Furthermore, beetroot is able to absorb bile acids (which could interact with intestinal bacteria and produce carcinogens) and promote the growth of good bacteria, just like a probiotic.
It is also an ideal food to combat intestinal irregularities and constipation, thanks to the presence of dietary fiber. The high fiber content then makes the beetroot a purifying food, useful for eliminating toxins.
In general, it also has anti-inflammatory, anticancer and protective properties for the liver.
It has anticancer properties described in various scientific researches.
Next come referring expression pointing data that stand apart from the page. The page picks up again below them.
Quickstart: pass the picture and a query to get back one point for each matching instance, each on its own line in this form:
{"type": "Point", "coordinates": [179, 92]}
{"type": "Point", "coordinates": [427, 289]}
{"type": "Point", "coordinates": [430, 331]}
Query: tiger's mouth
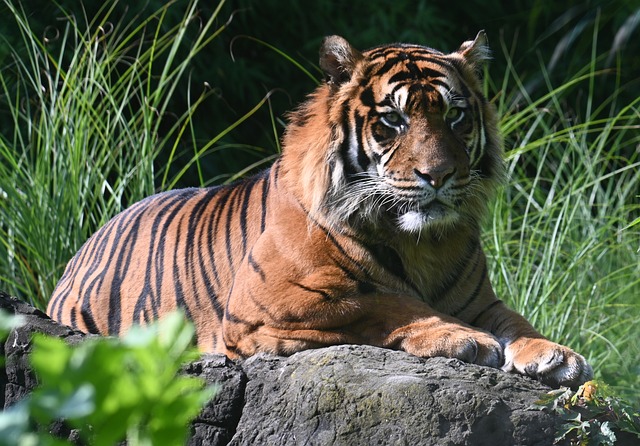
{"type": "Point", "coordinates": [418, 217]}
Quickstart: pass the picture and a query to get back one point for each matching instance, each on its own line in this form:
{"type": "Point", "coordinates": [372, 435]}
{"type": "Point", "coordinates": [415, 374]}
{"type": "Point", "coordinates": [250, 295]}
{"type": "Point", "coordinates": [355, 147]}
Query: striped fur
{"type": "Point", "coordinates": [365, 231]}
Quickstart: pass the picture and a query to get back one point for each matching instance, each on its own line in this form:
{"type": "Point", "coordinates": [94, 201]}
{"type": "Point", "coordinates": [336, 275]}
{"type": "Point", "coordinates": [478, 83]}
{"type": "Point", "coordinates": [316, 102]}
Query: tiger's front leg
{"type": "Point", "coordinates": [529, 353]}
{"type": "Point", "coordinates": [294, 314]}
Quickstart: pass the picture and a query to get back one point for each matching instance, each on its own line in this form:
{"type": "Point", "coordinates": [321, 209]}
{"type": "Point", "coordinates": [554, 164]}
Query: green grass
{"type": "Point", "coordinates": [564, 238]}
{"type": "Point", "coordinates": [88, 120]}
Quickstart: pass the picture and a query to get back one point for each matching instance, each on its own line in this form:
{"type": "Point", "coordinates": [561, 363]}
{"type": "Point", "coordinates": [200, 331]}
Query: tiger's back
{"type": "Point", "coordinates": [164, 252]}
{"type": "Point", "coordinates": [366, 230]}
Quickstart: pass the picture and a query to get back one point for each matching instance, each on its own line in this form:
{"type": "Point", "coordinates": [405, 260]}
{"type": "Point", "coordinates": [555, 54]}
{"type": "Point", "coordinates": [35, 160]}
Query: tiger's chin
{"type": "Point", "coordinates": [435, 217]}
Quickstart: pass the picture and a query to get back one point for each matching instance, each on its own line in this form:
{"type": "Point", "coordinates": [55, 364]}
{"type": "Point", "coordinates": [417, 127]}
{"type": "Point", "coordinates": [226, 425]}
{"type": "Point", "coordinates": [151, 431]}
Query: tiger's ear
{"type": "Point", "coordinates": [338, 59]}
{"type": "Point", "coordinates": [476, 52]}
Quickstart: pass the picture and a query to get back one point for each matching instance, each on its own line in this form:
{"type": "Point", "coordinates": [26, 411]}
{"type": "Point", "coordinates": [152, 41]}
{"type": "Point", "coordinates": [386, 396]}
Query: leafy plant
{"type": "Point", "coordinates": [86, 120]}
{"type": "Point", "coordinates": [111, 390]}
{"type": "Point", "coordinates": [591, 414]}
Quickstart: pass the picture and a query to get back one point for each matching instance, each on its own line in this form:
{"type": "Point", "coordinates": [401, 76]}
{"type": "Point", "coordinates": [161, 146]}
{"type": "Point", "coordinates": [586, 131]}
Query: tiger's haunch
{"type": "Point", "coordinates": [365, 230]}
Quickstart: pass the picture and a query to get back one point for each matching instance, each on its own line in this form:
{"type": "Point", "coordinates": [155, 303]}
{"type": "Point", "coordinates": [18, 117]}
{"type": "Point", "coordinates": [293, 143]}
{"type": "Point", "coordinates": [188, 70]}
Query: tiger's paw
{"type": "Point", "coordinates": [455, 341]}
{"type": "Point", "coordinates": [548, 362]}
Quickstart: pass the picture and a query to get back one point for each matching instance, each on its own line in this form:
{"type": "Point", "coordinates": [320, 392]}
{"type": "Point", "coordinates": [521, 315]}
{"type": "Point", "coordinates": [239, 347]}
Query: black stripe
{"type": "Point", "coordinates": [246, 199]}
{"type": "Point", "coordinates": [362, 158]}
{"type": "Point", "coordinates": [256, 267]}
{"type": "Point", "coordinates": [324, 294]}
{"type": "Point", "coordinates": [265, 194]}
{"type": "Point", "coordinates": [180, 297]}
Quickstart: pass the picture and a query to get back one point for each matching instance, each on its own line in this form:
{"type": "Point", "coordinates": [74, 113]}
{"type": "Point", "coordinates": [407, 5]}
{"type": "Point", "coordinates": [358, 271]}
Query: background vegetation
{"type": "Point", "coordinates": [101, 105]}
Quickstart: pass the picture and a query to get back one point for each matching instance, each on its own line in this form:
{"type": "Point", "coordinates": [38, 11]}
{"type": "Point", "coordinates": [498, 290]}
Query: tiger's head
{"type": "Point", "coordinates": [399, 137]}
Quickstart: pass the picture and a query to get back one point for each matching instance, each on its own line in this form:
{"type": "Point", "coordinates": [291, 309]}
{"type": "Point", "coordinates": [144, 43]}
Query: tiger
{"type": "Point", "coordinates": [365, 230]}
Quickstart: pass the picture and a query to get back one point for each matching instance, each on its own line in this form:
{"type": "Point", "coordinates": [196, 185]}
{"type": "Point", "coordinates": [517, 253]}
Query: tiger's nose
{"type": "Point", "coordinates": [436, 176]}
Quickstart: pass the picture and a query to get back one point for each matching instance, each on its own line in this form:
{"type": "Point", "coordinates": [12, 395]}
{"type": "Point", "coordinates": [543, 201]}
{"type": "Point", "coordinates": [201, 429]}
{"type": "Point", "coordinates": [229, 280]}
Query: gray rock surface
{"type": "Point", "coordinates": [341, 395]}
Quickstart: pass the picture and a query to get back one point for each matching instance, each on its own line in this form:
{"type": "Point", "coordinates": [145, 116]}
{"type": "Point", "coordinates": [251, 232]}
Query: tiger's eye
{"type": "Point", "coordinates": [393, 119]}
{"type": "Point", "coordinates": [454, 113]}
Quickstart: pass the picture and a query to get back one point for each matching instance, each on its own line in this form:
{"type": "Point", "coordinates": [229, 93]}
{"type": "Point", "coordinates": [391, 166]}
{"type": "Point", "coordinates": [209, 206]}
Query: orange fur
{"type": "Point", "coordinates": [365, 231]}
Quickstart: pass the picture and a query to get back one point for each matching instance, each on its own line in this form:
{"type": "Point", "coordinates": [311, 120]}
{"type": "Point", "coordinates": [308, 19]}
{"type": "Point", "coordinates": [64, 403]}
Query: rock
{"type": "Point", "coordinates": [361, 395]}
{"type": "Point", "coordinates": [340, 395]}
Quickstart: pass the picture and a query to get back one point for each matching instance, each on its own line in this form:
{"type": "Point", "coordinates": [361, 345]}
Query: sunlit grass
{"type": "Point", "coordinates": [563, 234]}
{"type": "Point", "coordinates": [86, 113]}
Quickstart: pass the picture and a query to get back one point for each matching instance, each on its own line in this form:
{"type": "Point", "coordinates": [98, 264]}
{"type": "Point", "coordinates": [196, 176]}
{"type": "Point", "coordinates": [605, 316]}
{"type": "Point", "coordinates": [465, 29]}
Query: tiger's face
{"type": "Point", "coordinates": [418, 145]}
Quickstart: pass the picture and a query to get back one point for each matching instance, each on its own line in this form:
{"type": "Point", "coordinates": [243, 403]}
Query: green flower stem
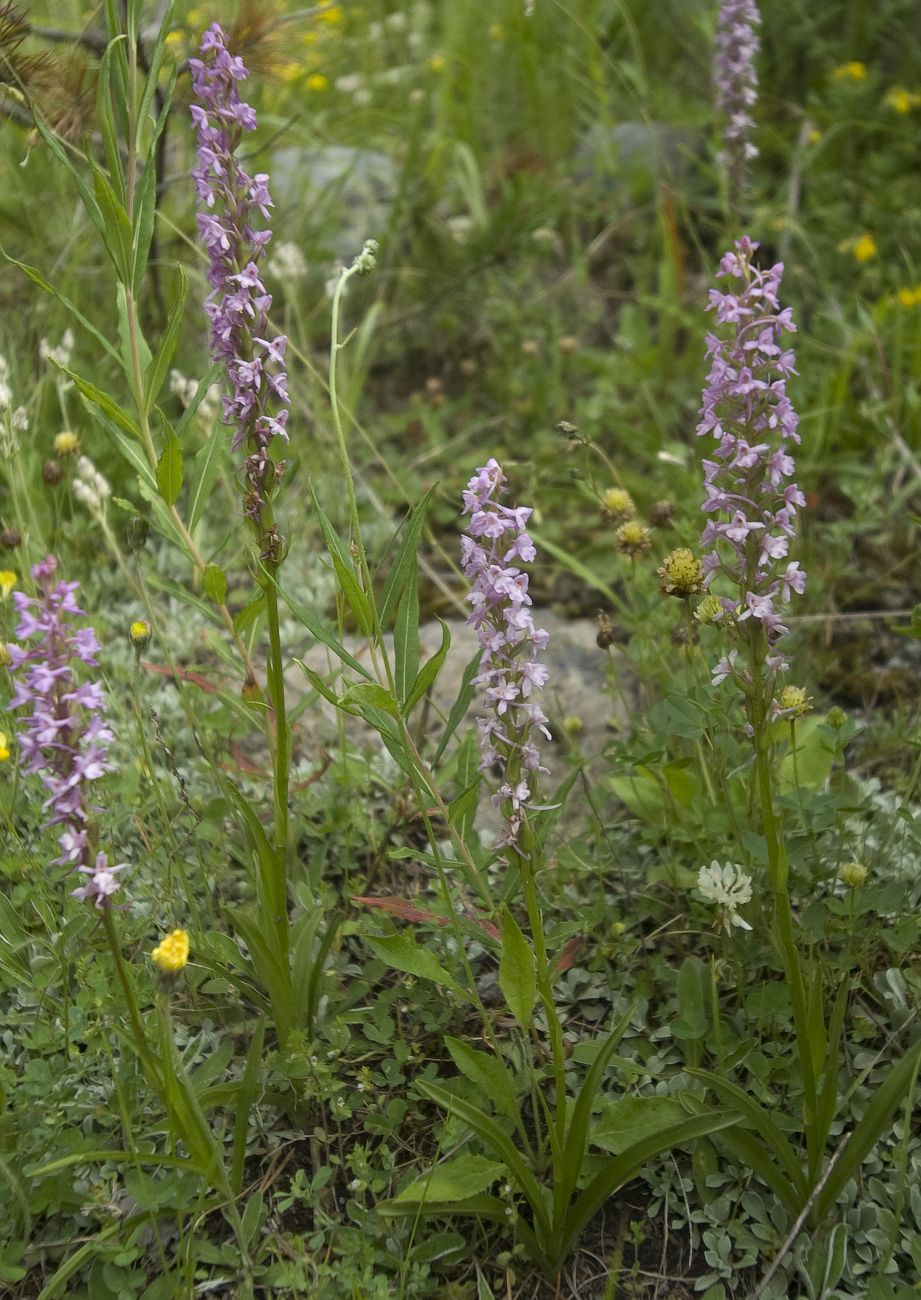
{"type": "Point", "coordinates": [524, 861]}
{"type": "Point", "coordinates": [281, 759]}
{"type": "Point", "coordinates": [778, 870]}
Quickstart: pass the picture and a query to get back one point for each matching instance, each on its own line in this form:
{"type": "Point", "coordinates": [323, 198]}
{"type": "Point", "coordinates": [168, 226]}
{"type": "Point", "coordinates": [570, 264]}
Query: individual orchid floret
{"type": "Point", "coordinates": [729, 888]}
{"type": "Point", "coordinates": [233, 203]}
{"type": "Point", "coordinates": [65, 736]}
{"type": "Point", "coordinates": [494, 546]}
{"type": "Point", "coordinates": [735, 86]}
{"type": "Point", "coordinates": [749, 486]}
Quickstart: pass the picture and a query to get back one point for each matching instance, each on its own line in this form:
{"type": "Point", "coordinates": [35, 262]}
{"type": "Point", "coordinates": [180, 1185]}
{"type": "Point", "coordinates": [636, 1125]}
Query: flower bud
{"type": "Point", "coordinates": [682, 573]}
{"type": "Point", "coordinates": [139, 635]}
{"type": "Point", "coordinates": [135, 532]}
{"type": "Point", "coordinates": [605, 636]}
{"type": "Point", "coordinates": [66, 443]}
{"type": "Point", "coordinates": [854, 875]}
{"type": "Point", "coordinates": [172, 953]}
{"type": "Point", "coordinates": [632, 538]}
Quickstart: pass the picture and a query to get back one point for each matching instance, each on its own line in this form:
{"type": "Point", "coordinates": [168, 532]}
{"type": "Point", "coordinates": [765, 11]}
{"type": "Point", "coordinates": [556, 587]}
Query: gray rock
{"type": "Point", "coordinates": [639, 152]}
{"type": "Point", "coordinates": [354, 187]}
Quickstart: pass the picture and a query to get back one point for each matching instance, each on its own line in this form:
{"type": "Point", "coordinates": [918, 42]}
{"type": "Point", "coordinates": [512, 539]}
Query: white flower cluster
{"type": "Point", "coordinates": [12, 421]}
{"type": "Point", "coordinates": [186, 389]}
{"type": "Point", "coordinates": [729, 888]}
{"type": "Point", "coordinates": [90, 488]}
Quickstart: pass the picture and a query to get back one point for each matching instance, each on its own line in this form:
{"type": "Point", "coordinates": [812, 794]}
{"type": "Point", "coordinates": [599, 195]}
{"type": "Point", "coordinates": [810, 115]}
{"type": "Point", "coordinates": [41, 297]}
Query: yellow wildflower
{"type": "Point", "coordinates": [619, 503]}
{"type": "Point", "coordinates": [852, 874]}
{"type": "Point", "coordinates": [794, 702]}
{"type": "Point", "coordinates": [850, 72]}
{"type": "Point", "coordinates": [863, 248]}
{"type": "Point", "coordinates": [139, 633]}
{"type": "Point", "coordinates": [682, 573]}
{"type": "Point", "coordinates": [172, 953]}
{"type": "Point", "coordinates": [66, 443]}
{"type": "Point", "coordinates": [632, 538]}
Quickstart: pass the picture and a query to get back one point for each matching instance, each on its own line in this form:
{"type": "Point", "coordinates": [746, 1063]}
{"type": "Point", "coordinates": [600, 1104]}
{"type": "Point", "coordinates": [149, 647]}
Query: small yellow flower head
{"type": "Point", "coordinates": [66, 443]}
{"type": "Point", "coordinates": [632, 538]}
{"type": "Point", "coordinates": [139, 635]}
{"type": "Point", "coordinates": [709, 610]}
{"type": "Point", "coordinates": [854, 875]}
{"type": "Point", "coordinates": [172, 953]}
{"type": "Point", "coordinates": [850, 72]}
{"type": "Point", "coordinates": [865, 247]}
{"type": "Point", "coordinates": [619, 503]}
{"type": "Point", "coordinates": [682, 573]}
{"type": "Point", "coordinates": [794, 702]}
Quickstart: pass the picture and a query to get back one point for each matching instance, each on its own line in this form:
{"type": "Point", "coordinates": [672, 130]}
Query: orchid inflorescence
{"type": "Point", "coordinates": [735, 83]}
{"type": "Point", "coordinates": [65, 736]}
{"type": "Point", "coordinates": [749, 484]}
{"type": "Point", "coordinates": [240, 303]}
{"type": "Point", "coordinates": [492, 551]}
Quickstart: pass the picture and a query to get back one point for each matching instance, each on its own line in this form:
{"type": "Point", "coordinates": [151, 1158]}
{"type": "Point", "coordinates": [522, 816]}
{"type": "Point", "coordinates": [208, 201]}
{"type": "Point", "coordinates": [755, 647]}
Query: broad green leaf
{"type": "Point", "coordinates": [627, 1119]}
{"type": "Point", "coordinates": [429, 670]}
{"type": "Point", "coordinates": [103, 401]}
{"type": "Point", "coordinates": [406, 638]}
{"type": "Point", "coordinates": [459, 706]}
{"type": "Point", "coordinates": [811, 765]}
{"type": "Point", "coordinates": [345, 572]}
{"type": "Point", "coordinates": [454, 1181]}
{"type": "Point", "coordinates": [622, 1168]}
{"type": "Point", "coordinates": [500, 1143]}
{"type": "Point", "coordinates": [206, 467]}
{"type": "Point", "coordinates": [489, 1074]}
{"type": "Point", "coordinates": [405, 568]}
{"type": "Point", "coordinates": [403, 953]}
{"type": "Point", "coordinates": [169, 469]}
{"type": "Point", "coordinates": [158, 368]}
{"type": "Point", "coordinates": [694, 1000]}
{"type": "Point", "coordinates": [518, 971]}
{"type": "Point", "coordinates": [215, 583]}
{"type": "Point", "coordinates": [898, 1084]}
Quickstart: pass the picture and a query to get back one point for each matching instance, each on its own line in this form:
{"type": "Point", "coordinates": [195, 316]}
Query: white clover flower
{"type": "Point", "coordinates": [90, 488]}
{"type": "Point", "coordinates": [729, 888]}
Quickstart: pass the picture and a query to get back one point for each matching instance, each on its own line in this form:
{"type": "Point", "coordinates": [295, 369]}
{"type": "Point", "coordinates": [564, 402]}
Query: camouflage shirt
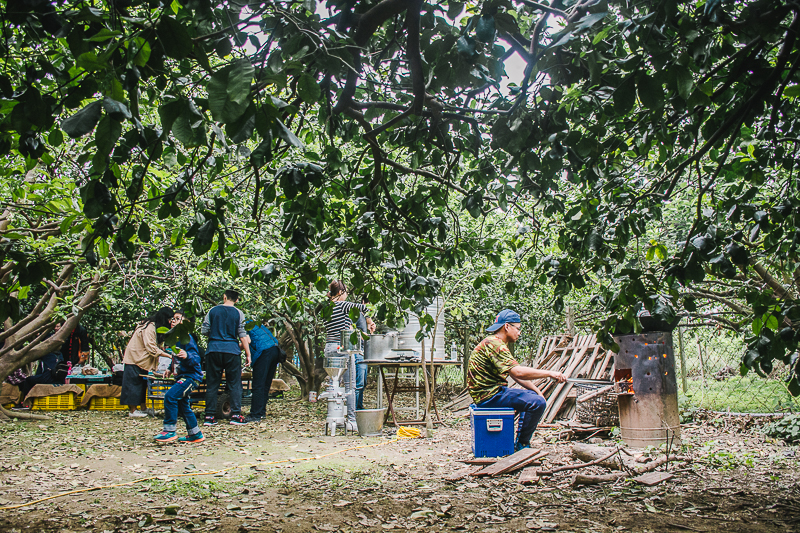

It seems that the root is able to slow down the growth and development of cancer cells and in particular would have benefits in cases of colon, breast and prostate cancer.
It is an antidepressant as red beetroot is very rich in betaine and tryptophan, substances useful for fighting depression. In particular, tryptophan is an amino acid capable of stimulating the production of seratonin, the so-called “happiness hormone”.
It aids digestion as it stimulates the secretion of gastric juices which facilitate digestion.
It is good for the bones as it contains an important amount of calcium, magnesium, and numerous micronutrients essential for the well-being of the cells.
The presence of calcium and sodium helps to keep the elasticity of bones and tissues intact.
It fights diabetes as its regular consumption helps to reduce blood sugar levels, because it contains an antioxidant: alpha-lipoic acid.
Among the contraindications, it should be remembered that beetroot, in particular its leaves, are also a source of vitamin K, which is necessary for blood clotting. Consequently, beetroot is not very suitable for those who use anticoagulant drugs.
Furthermore, kidney stones sufferers should not eat beets due to their high mineral and oxalate content. Those with stomach acid problems should also avoid them, as they stimulate the production of gastric juices.